When a caveat is filed the superior court acquires jurisdiction of the whole matter in controversy, including both the question of probate and the issue of devisavit vel non. Devisavit vel non requires a finding of whether or not the decedent made a will and, if so, whether any of the scripts before the court is that will. Thus, in a case such as this one, where there are presented multiple scripts purporting to be the decedent's last will and testament, the issue of devisavit vel non should be resolved in a single caveat proceeding in which the jury may be required to answer numerous sub-issues[.]

In re Will of Dunn , 129 N.C.App. 321, 325–26, 500 S.E.2d 99, 102 (1998) (emphasis original) (citations and quotation marks omitted), disc. review denied , 348 N.C. 693, 511 S.E.3d 645 (1998).

Summary judgment may be entered in a caveat proceeding in factually appropriate cases.
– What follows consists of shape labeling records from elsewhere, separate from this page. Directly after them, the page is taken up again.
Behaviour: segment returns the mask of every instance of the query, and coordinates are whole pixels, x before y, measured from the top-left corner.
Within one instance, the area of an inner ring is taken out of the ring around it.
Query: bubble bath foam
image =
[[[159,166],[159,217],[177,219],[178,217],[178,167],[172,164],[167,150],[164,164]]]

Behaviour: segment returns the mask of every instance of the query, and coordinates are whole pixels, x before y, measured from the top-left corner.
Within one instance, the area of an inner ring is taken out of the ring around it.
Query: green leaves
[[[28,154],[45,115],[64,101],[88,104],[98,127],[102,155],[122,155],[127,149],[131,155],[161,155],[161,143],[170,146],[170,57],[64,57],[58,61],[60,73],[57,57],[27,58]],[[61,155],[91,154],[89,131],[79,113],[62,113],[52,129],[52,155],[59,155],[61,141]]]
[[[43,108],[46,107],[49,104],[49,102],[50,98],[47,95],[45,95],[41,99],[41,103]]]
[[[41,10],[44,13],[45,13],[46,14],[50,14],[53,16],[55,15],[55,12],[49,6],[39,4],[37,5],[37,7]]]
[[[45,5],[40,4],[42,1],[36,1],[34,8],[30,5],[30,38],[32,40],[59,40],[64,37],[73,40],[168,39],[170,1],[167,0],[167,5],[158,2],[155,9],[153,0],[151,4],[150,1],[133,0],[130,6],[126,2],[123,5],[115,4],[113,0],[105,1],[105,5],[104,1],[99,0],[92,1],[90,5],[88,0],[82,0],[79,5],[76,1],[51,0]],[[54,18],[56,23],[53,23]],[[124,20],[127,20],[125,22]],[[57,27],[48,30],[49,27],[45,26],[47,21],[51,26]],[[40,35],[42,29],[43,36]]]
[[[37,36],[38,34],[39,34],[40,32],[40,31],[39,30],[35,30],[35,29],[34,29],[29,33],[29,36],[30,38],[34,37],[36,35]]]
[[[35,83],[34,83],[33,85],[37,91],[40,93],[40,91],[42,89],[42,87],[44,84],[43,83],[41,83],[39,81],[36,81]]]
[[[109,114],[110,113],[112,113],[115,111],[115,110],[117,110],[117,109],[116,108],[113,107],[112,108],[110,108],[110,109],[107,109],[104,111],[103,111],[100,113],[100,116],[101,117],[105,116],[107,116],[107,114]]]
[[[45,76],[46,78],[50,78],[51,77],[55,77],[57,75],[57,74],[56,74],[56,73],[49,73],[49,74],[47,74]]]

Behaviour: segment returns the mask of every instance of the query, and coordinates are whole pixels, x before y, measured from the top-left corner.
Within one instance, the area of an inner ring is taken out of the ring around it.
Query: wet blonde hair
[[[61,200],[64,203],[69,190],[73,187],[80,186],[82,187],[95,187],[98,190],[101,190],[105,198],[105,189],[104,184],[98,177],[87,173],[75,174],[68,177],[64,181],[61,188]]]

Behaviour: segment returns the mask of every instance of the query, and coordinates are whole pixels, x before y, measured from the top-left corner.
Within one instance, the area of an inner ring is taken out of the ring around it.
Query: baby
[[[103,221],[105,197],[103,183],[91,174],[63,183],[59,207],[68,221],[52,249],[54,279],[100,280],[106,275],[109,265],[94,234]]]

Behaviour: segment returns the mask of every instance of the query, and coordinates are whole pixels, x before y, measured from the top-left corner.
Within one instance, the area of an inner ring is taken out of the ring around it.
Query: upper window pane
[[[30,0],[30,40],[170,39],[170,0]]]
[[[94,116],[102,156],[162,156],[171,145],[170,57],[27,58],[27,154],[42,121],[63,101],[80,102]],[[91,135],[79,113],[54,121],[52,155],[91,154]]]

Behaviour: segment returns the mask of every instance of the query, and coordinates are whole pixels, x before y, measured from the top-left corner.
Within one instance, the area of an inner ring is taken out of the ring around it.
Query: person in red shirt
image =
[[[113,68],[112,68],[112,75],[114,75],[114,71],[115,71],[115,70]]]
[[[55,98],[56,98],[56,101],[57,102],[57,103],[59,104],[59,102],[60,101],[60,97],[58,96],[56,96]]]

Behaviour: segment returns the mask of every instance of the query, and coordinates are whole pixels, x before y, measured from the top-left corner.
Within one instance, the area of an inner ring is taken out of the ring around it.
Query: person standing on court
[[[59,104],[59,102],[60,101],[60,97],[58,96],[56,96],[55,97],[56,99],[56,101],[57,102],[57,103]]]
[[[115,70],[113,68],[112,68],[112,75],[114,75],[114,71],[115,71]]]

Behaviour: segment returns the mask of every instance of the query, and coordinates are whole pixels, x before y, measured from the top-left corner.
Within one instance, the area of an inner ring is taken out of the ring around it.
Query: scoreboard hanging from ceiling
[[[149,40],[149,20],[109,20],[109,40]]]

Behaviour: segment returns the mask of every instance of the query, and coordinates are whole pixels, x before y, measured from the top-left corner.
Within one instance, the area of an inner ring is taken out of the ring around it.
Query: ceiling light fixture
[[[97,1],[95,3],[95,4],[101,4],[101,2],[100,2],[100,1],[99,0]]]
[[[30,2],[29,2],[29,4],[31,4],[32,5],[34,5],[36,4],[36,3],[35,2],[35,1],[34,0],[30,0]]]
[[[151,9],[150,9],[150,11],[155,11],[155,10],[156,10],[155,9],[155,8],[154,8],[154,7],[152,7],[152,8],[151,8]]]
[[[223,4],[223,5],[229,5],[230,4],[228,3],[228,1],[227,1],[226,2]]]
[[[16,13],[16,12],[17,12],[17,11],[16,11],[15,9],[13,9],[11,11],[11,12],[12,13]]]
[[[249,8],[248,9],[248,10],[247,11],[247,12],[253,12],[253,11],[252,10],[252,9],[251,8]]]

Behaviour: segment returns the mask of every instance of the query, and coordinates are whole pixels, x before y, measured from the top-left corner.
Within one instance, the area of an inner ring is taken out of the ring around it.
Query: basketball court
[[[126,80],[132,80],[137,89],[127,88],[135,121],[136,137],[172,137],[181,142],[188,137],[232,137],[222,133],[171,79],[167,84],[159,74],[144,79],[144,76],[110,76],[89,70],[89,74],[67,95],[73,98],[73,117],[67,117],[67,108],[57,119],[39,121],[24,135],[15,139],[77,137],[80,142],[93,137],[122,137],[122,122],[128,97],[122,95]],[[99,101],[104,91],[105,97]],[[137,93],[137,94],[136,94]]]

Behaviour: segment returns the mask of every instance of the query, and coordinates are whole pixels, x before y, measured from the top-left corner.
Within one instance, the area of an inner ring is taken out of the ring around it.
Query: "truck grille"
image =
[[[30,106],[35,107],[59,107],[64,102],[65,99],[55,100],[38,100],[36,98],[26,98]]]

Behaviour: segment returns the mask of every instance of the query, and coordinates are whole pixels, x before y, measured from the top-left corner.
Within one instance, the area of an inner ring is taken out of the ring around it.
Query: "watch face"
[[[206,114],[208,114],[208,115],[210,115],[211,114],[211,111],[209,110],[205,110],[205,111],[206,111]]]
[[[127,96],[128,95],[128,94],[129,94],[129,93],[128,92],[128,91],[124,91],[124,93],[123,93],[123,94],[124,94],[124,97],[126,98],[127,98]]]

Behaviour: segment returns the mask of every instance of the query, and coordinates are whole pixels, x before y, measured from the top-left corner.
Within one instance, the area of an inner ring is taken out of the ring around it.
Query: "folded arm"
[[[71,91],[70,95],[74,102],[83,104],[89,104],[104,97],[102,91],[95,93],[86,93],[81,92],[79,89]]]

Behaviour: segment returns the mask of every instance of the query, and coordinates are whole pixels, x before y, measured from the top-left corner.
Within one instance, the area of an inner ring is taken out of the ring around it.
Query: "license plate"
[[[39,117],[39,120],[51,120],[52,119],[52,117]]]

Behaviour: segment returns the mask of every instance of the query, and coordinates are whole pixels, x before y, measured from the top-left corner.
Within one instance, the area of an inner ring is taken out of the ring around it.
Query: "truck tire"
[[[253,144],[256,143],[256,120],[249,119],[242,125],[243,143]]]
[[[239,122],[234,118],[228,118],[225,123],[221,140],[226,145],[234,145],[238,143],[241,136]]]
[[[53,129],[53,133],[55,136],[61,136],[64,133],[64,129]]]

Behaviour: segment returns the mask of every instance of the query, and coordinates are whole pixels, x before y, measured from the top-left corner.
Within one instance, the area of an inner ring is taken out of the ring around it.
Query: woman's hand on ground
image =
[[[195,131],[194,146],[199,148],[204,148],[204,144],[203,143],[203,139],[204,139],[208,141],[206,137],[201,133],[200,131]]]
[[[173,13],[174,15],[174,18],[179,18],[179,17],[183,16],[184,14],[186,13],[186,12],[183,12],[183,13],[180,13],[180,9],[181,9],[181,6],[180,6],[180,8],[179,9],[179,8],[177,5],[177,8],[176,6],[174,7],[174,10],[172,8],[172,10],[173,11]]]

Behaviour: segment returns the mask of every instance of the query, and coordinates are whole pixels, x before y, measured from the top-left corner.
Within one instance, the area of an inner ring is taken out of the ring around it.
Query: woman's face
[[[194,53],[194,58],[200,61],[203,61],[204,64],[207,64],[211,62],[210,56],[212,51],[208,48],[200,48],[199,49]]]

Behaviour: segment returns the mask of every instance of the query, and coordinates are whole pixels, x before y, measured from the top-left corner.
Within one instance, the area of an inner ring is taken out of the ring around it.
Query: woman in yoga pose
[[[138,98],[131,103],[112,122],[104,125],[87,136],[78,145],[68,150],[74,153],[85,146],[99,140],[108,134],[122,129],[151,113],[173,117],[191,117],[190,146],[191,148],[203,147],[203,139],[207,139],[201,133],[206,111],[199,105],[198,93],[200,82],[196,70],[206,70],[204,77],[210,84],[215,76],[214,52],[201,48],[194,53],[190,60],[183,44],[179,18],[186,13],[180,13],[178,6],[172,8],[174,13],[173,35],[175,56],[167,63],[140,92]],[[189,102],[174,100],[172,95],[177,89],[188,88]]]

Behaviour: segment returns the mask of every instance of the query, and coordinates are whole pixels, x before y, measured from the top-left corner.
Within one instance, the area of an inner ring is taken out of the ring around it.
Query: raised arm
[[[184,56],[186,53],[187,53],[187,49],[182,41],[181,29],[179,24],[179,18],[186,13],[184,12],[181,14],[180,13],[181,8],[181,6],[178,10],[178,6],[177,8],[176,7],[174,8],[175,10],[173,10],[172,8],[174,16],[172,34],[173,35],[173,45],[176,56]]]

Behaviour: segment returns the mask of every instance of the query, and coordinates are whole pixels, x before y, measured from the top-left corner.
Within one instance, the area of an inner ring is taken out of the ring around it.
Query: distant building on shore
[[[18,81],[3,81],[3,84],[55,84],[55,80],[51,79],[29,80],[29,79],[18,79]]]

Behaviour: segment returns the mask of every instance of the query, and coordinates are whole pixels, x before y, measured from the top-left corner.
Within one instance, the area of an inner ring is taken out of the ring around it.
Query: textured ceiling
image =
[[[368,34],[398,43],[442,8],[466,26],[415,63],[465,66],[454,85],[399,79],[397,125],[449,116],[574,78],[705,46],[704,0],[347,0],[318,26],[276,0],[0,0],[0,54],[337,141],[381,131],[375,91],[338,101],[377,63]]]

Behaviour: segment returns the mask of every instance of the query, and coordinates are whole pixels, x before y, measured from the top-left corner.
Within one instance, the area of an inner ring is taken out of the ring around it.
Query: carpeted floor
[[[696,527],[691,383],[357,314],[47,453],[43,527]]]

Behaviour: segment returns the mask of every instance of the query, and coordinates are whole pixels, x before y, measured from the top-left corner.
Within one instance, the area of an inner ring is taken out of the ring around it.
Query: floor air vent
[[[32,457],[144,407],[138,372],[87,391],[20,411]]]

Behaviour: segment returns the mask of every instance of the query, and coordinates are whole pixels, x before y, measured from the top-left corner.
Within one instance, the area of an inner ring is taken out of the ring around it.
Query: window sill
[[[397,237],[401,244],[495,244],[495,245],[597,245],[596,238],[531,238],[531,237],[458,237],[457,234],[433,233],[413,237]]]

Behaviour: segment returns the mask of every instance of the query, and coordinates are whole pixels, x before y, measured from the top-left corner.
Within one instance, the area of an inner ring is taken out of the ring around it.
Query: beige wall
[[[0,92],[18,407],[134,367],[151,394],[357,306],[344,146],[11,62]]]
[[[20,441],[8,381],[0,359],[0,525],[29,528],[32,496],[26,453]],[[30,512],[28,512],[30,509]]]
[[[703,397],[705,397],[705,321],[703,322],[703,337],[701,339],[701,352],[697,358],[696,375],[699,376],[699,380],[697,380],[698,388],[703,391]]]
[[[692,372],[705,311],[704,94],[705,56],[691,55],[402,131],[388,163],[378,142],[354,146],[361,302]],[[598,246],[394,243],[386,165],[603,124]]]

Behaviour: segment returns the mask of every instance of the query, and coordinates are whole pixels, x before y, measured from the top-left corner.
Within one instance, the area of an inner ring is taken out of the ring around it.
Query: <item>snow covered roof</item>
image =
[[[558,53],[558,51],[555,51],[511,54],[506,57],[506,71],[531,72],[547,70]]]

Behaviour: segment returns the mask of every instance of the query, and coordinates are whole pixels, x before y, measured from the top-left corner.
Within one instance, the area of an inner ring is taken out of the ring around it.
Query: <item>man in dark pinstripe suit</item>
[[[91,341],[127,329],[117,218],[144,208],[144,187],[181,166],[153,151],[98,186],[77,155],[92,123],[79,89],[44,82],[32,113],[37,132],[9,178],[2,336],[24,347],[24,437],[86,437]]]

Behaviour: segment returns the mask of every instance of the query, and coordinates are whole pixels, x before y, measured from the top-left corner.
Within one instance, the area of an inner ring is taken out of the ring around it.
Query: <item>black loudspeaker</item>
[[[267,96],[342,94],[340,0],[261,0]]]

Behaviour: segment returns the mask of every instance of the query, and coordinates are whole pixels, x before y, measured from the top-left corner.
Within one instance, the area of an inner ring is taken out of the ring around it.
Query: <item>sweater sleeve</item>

See, e.g ., In re Will of Jones , 362 N.C. 569, 573–74, 669 S.E.2d 572, 576–77 (2008) (analyzing the case under traditional summary judgment standards to determine whether genuine issues of material fact existed). While we review an order striking an affidavit in support of or in opposition to summary judgment for abuse of discretion, Blair Concrete Servs., Inc. v. Van–Allen Steel Co. , 152 N.C.App. 215, 219, 566 S.E.2d 766, 768 (2002), we review the trial court's ultimate determination of the summary judgment motion de novo . In re Will of Jones , 362 N.C. at 573, 669 S.E.2d at 576.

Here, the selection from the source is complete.